11 Eylül 2010 Cumartesi

beni oku:))))

Herşey ilkierdedir aslında... Gülmeden ağlamayı bilirsiniz , isyanı, çığlığı... Anne karnından öyle çıkıverirsiniz... Gülmek sonradır, onu şanslıysanız öğrenirsiniz... Görmeden , algılamayı öğrenirsiniz.İlk dünyaya geldiğinizde normal bir insanın(ki normal insan diye birşey yoktur)%30'u kadarken görme kapasiteniz; annenizin göğüs ucunun kaç cm olduğunu bilecek kadar güçlüdür sezgileriniz. Ya da sesini bilirsiniz, kokusunu... Görmek sonradır... Sonra ilk olarak sevilmeyi bilrsiniz, öpülmeyi, koklanmayı, kucak kucak gezmeyi:) Sevmek tanımakla başlar;büyüdükçe öğrenirsiniz ki burada ''maalesef'' demeden geçemeyeceğim, algılarınız kapalı, tanımadan sevmeyi... Önce sesi tanırsınız, sonra yüzleri.  Daha yürüyemeden sürünmeyi bilirsiniz, yada elleriniz dizleriniz üzerinde emeklemeyi:)Koşmadan önce yürümeyi... Konuşmadan gevelemeyi... Mantık ne bilmezsiniz , öyle bir talihsizliği katmazsınız bünyenize, saçmalarsınız sürekli...Misal ;kafanızı masaya çarpar, onu döversiniz...  Herşey ilklerdedir aslında!!! Min. ilk 6 ay sıvı dışında hiçbirşey girmez bünyenize.... İçersiniz ya da emersiniz; gömmeden emmeyi öğrenirsiniz:)ahhh o içmek ve şerefe'ler sonradan gelir... ve büyüdükçe unutursunuz ilkleri; sizin ilklerinizi... sizin olan , sadece size ait!!! Herşeyi doğru yapmak, yapabiliyor olmak endişeyle ''hata''lar yapmaya başlarsınız.
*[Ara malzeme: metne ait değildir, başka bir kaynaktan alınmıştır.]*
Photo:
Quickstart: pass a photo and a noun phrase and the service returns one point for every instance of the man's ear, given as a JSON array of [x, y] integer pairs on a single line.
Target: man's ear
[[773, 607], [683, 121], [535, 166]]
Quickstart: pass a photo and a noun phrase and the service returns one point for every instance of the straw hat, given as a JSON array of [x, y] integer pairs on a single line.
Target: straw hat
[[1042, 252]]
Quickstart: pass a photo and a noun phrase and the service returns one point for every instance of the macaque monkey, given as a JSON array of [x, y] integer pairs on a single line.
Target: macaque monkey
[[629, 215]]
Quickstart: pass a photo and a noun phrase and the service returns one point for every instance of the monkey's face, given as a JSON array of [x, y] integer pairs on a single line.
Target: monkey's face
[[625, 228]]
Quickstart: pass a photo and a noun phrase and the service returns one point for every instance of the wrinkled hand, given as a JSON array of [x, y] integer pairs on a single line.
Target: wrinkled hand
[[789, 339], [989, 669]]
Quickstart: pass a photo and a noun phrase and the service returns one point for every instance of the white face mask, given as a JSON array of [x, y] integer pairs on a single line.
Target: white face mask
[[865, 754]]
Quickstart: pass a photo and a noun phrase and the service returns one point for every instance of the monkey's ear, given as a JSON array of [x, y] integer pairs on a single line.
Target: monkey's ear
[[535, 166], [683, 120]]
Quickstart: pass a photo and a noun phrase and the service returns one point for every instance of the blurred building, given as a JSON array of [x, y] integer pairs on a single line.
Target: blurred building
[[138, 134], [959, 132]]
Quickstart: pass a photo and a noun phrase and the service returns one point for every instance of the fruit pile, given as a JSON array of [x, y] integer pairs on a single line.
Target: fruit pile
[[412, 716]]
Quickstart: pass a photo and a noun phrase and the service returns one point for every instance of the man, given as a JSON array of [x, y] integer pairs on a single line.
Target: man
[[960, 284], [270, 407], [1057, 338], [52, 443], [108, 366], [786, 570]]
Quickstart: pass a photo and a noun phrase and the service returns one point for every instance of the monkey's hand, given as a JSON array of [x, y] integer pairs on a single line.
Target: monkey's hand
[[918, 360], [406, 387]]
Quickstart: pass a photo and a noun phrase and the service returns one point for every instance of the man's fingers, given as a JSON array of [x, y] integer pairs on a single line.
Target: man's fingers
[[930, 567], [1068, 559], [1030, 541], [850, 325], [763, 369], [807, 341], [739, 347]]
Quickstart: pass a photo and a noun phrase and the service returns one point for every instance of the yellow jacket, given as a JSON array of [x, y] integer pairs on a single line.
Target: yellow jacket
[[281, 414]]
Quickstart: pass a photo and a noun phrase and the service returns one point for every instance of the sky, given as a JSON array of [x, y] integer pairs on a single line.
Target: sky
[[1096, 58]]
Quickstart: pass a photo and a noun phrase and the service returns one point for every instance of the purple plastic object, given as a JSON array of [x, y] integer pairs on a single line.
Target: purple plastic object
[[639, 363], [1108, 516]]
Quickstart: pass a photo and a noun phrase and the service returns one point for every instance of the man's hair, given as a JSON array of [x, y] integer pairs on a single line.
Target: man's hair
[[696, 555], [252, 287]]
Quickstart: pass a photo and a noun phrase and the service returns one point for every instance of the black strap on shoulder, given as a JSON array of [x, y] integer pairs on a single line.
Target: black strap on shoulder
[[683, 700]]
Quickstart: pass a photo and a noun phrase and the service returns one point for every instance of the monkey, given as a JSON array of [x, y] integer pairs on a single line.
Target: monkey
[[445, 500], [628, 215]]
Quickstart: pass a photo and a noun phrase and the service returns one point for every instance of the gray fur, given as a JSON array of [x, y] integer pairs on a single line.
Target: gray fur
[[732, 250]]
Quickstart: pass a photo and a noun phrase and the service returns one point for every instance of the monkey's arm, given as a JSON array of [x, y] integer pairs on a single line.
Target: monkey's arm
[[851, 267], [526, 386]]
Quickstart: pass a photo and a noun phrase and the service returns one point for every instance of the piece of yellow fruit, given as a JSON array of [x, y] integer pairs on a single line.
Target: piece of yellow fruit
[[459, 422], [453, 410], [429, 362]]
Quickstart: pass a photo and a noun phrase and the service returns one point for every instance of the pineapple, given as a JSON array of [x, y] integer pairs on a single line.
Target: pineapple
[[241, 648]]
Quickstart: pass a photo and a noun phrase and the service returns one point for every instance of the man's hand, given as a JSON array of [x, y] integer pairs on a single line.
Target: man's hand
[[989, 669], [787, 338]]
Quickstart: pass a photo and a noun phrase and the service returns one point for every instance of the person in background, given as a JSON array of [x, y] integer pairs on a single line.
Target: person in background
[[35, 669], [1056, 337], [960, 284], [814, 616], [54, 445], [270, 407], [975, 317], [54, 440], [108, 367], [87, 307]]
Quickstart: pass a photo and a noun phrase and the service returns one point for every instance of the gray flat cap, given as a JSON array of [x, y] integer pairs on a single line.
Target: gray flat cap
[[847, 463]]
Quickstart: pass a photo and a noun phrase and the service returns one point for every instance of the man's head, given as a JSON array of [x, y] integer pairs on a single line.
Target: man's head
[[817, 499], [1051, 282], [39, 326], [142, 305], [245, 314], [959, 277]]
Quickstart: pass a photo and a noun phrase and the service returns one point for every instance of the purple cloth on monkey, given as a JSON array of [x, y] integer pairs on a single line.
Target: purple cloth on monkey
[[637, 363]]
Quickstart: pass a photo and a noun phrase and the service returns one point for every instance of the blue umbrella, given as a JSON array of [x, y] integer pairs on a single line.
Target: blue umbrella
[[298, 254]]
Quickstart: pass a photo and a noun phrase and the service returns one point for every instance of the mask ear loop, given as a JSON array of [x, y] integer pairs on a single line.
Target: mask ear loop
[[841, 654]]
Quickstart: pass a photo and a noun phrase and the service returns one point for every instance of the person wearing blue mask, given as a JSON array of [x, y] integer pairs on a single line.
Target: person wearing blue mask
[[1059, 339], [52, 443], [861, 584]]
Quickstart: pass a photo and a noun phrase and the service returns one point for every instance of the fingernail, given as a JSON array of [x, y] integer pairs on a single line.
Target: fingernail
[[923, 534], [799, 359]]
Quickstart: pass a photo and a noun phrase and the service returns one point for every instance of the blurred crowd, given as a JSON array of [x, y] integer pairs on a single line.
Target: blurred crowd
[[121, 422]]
Bazen sürüye kapılır, bazen ardında kalırsınız hırsınızdan... farklı olmak adına... Büyüdükçe yerleşir korkularınız... O ; milyonlarca sperm arasındaki yarışta ''finish'' çizgisine ulaşıp galip gelmiş ''siz''; hayatın anlamını ve ilklerinizi unutup mağlup olmaya başlarsınız çoğu zaman... Ve işte o zaman eğer gerçekten şanslıysanız daha önceden içgüdüsel olarak size katılmamış tek şeyi öğrenirsiniz... Affetmeyi... Kendinizi ya da bir başkasını ; hiç farketmez... Affetmek; devam etmektir!!!!

10 Eylül 2010 Cuma

gece

 gece?
-benim... aç kapıyı...
-ne oldu?
-sıkıldım...
-yalnızlıktan mı?
-yalnızlıklardan...bu sarhoşluktan,bu avazdan,bu gözyaşından...şarkılardan....
-aşıksın...
-belki??!!!!!
-ay a mı?
-hah... saçmalama... kim o kadar değişken birini sevebilir ki?
-bazen ben...
-sevmemelisin...öyleleri yorar...hem şekli deişior, hem ruh hali... dengesiz!!!
-yıldızlar a???
(gülüyor kısık kısık)
-çok kalabalıklar....takım halinde gezenleri bile var.bırakmıorlar birbirlerini...kompleksliler.kimi olduundan daha büyük,kimi
daha küçük sanıyor kendini...
-yani?
-kayıp gidiyorlar işte dilekler yuvarlanırken insan denen varlığın dilinde...kim sevebilir ki sonunu bile bile kayıp gidecek olanı?
-bazen ben...
-sevmemelisin...boşa çekilecek kürek olmamalı hayatında...ölümlüsün...
-sessizlik???? ona mı aşıksın???
-öyle biri yok...o, kendi içinde bile kaotik...en yüksek sesten daha sağır edici...
-düşünüyor yani?
-evet...hem de durmadan içime içime dalarak...
-tam bana göre...
-olmamalı.... böylesi tecavüzle eşdeğer...
-gün doğumu?
-imkansız... denedim... senin bittiğin yerden başlayan biriyle mümkün değil...
-mazoşistçe:))))
-o, siz insanoğluna has...
-birşey içmek istermisin?
-yok... siz yeterince içtiniz...
-peki neden ben????
-bırak diye...
-neyi???
-sevdiğimi... karanlığımı....
-neredeki?
-gözlerinde, ruhunda, yüreğinde....
-peki nasıl????
-bir ''offf'' çek, bırak işte...
-offf:))) çok şükür....
-yarın yine gelicem.
-neden?
-her seferinde bir parça... ama olacak...
-söz ver...
-ilk deilsin... herkes alır bir parça sevdiğimden.... ama söz, gerektiği kadarını bırakıcam sana giderken...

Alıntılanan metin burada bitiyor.